The Housing Situation
Hurricane Maria destroyed Puerto Rico’s building infrastructure; the situation only got worse as power outages and lack of resources made it difficult to address the damage. Many buildings were not originally constructed according to regulation, and later repairs also were not up to code. Houses destroyed by storms––especially for low income households––cannot be rebuilt to industry standards, because contractors are in short supply and lack the funding and incentive to rebuild at the rate and quality the island needs to prepare for the next storm.

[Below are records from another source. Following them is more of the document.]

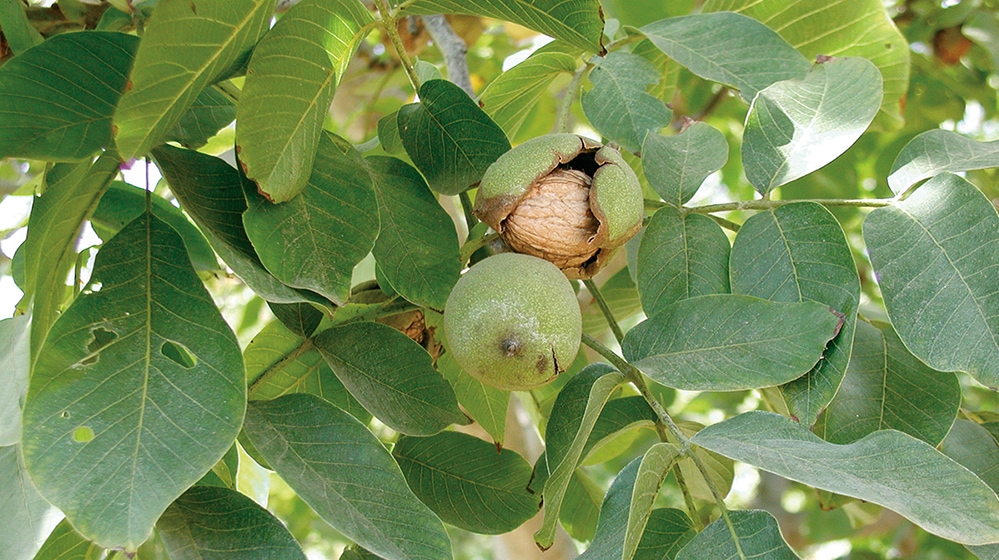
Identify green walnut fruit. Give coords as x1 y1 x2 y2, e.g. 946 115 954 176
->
444 253 582 391
475 134 644 280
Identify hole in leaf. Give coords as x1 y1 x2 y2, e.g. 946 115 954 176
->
160 340 198 369
73 426 94 443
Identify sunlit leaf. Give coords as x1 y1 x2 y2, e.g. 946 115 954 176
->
24 214 246 550
864 173 999 386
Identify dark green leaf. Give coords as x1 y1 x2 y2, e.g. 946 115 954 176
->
638 208 730 316
0 445 62 560
392 432 541 535
153 142 324 303
114 0 274 159
730 202 860 426
245 395 451 560
693 412 999 544
580 51 673 152
642 122 728 207
742 58 881 194
478 52 576 139
90 181 219 270
641 12 811 101
33 519 104 560
622 294 840 391
156 486 305 560
404 0 604 53
888 130 999 194
236 0 371 203
864 173 999 387
398 80 510 195
243 133 379 304
0 31 139 161
24 214 246 550
315 322 468 436
676 510 798 560
365 157 461 310
822 321 961 445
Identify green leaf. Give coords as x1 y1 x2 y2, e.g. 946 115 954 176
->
164 86 236 148
479 52 576 139
730 202 860 426
0 315 31 447
642 122 728 207
580 51 673 152
676 510 798 560
0 445 62 560
402 0 604 54
24 214 246 550
245 395 451 560
0 31 139 161
314 321 468 436
114 0 274 160
742 58 881 194
392 432 541 535
534 363 624 548
34 519 104 560
365 157 461 310
864 173 999 387
24 154 118 362
888 130 999 194
243 134 379 305
0 0 45 54
622 294 840 391
641 12 811 101
153 142 325 303
638 208 730 317
156 486 305 560
243 321 371 422
822 321 961 446
437 352 510 445
692 411 999 544
236 0 371 203
398 80 510 195
90 181 219 270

In addition, the Federal Emergency Management Agency’s (FEMA) projected damage funding may not be enough to cover the necessary resources to rebuild the damaged houses. FEMA has dedicated about $564 million towards essential home repairs, and $90 million towards home replacement.  The Puerto Rican government estimated that it would need $33 billion to rebuild and repair all homes damaged by the storm, an estimate that the assistance from FEMA is not nearly matching. 

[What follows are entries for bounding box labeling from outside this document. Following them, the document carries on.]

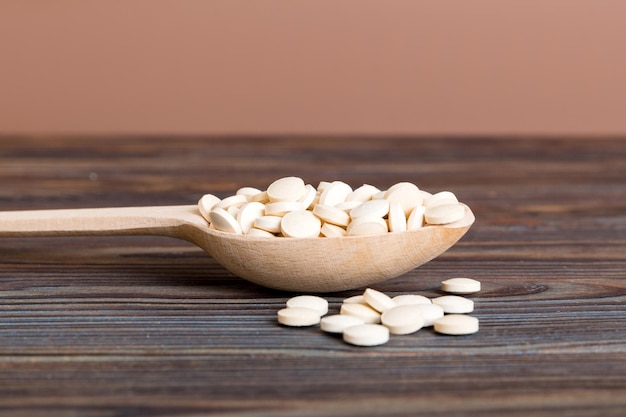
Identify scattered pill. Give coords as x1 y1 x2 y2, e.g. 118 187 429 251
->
320 314 365 333
434 314 479 336
339 303 380 323
441 278 480 294
392 294 432 306
343 324 389 346
286 295 328 316
278 307 321 327
363 288 396 313
431 295 474 314
380 305 424 335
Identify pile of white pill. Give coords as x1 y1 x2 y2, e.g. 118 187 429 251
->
198 177 465 238
278 278 481 346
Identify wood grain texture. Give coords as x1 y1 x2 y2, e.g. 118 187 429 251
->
0 137 626 416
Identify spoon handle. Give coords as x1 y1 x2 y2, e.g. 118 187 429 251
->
0 205 206 237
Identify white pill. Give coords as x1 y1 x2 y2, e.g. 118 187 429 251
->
387 203 406 233
423 191 459 207
278 307 321 327
313 204 350 226
350 200 389 219
343 324 389 346
334 201 362 214
298 184 317 210
434 314 479 336
416 304 445 327
265 201 303 217
392 294 432 306
319 181 352 206
380 305 424 334
441 278 480 294
248 191 270 204
406 206 426 230
267 177 306 202
209 208 243 235
248 227 276 237
237 201 265 234
320 223 348 237
287 295 328 316
254 216 283 233
363 288 396 313
424 204 465 224
385 182 423 217
432 295 474 314
235 187 263 201
339 303 380 323
280 210 322 238
346 217 389 236
213 195 248 209
198 194 221 222
346 184 380 203
320 314 365 333
343 294 367 304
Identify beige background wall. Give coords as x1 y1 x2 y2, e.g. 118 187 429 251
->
0 0 626 134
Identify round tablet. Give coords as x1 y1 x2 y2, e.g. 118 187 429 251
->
267 177 306 202
350 200 389 219
320 314 365 333
209 208 243 235
237 201 265 234
339 303 380 323
432 295 474 314
278 307 320 327
424 204 465 224
313 204 350 226
380 305 424 334
392 294 432 306
280 210 322 237
385 182 423 217
198 194 221 222
388 203 406 233
434 314 479 336
253 216 283 233
363 288 396 313
416 304 445 327
346 217 389 236
343 324 389 346
320 181 352 206
441 278 480 294
287 295 328 316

FEMA has primarily used Transitional Sheltering Assistance (TSA) to house families. The TSA program gives direct funding to hotels and motels to provide temporary housing for families whose homes are severely damaged, or who are living in unsafe conditions. The program is meant to last for 1 to 2 weeks but has been extended twice by month-long increments. Eligibility for the program is regularly reviewed and many families lost their eligibility status and struggled to find other housing.  Many survivors have had to resort to desperate measures: living with up to two other families in one overcrowded home; living in their previous homes, risking their health and safety in unstable, molding structures; or paying for rents that occupy at least half their income, “putting them at increased risk of evictions and, in the worst cases, homelessness.” 

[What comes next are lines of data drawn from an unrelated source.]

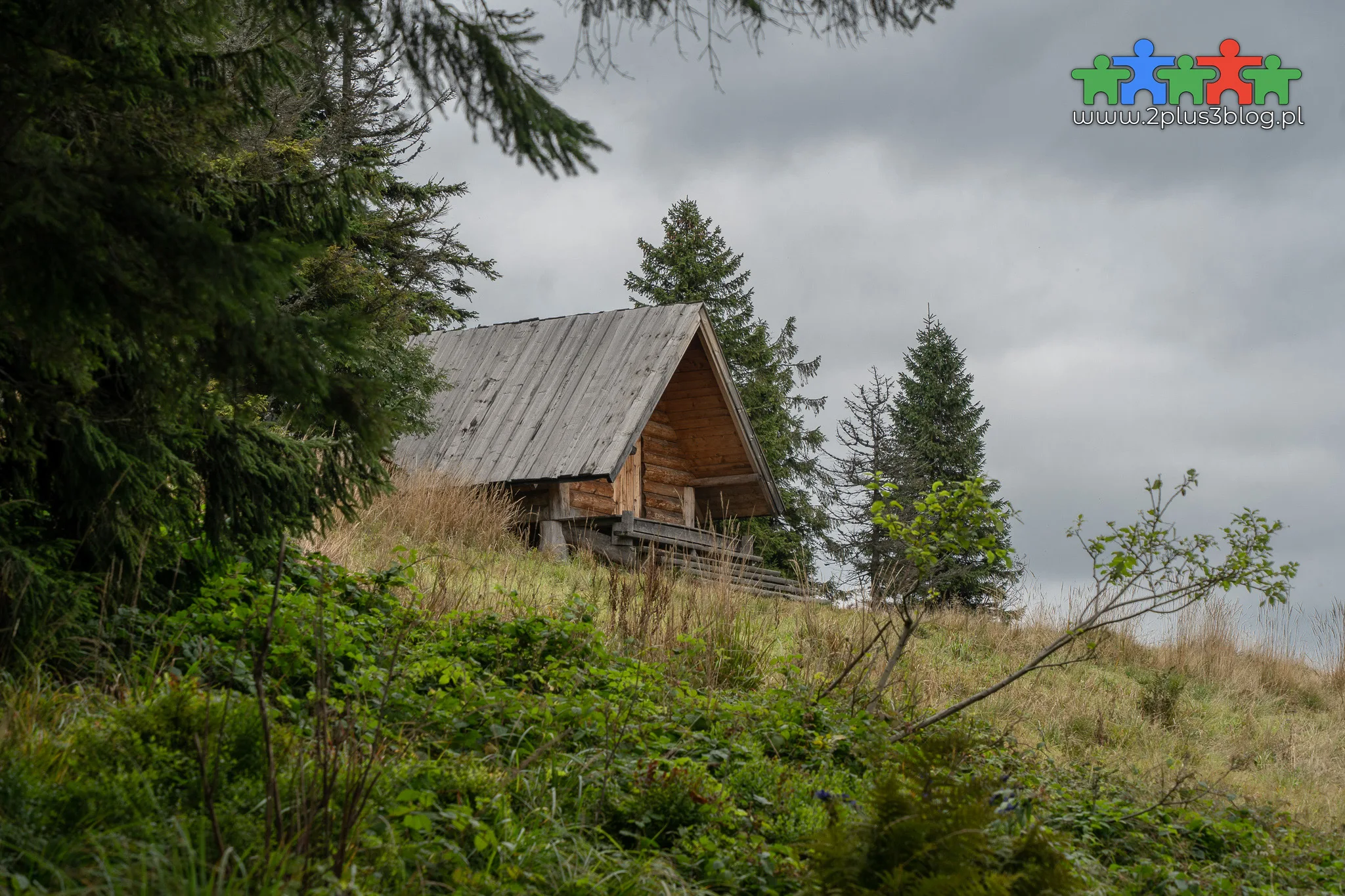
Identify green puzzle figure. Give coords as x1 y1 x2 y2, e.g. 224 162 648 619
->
1154 55 1218 106
1243 55 1304 106
1069 55 1130 106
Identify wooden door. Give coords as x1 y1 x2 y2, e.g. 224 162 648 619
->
612 438 644 516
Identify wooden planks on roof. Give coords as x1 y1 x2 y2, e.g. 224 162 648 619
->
395 305 701 482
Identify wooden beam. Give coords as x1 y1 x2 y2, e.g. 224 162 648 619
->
692 473 761 489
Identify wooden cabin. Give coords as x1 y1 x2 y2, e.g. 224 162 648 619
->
395 305 801 599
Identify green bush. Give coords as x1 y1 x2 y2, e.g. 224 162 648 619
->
814 729 1077 896
0 555 1345 896
1139 669 1186 728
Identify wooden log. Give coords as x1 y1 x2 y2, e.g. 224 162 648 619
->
644 475 682 507
644 463 695 485
644 505 682 524
570 490 616 516
692 473 761 488
644 424 676 443
570 480 612 498
644 453 688 470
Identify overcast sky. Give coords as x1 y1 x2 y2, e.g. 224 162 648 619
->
416 0 1345 645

FEMA has been criticized for not employing the Disaster Housing Assistance Program (DHAP). DHAP is a program managed by the Department for Housing and Urban Development that must be approved by FEMA. By providing temporary rental assistance and individual case management, the program has helped people find employment, long-term housing, and access to government benefits after storms, including after Hurricanes Sandy, Rita, Gustav and Ike. 
“DHAP is far more cost-effective than reimbursing hotels under FEMA’s TSA program. In 2017, the average annual cost to provide direct rental assistance was $8,223 per household, or $685 per month. In contrast, the typical annual cost to provide hotel accommodations under government contracted rates was $43,8001, or $3,650 a month. The federal government could have saved an estimated $142 million by providing DHAP to more than 6,000 families who have been living in TSA hotels for eight months. These savings could have been used to provide DHAP to more than 3,200 additional families in need of a stable home while they rebuild their lives.” 
Our proposal would be to further petition FEMA to enact the Disaster Housing Assistance Program. It is more economically favorable and provides housing to more low-income families who need it. Enacting this solution would not require more funding, but it would require pressuring US politicians through petitions, meetings, and possibly protests to get Puerto Rico Access to this program.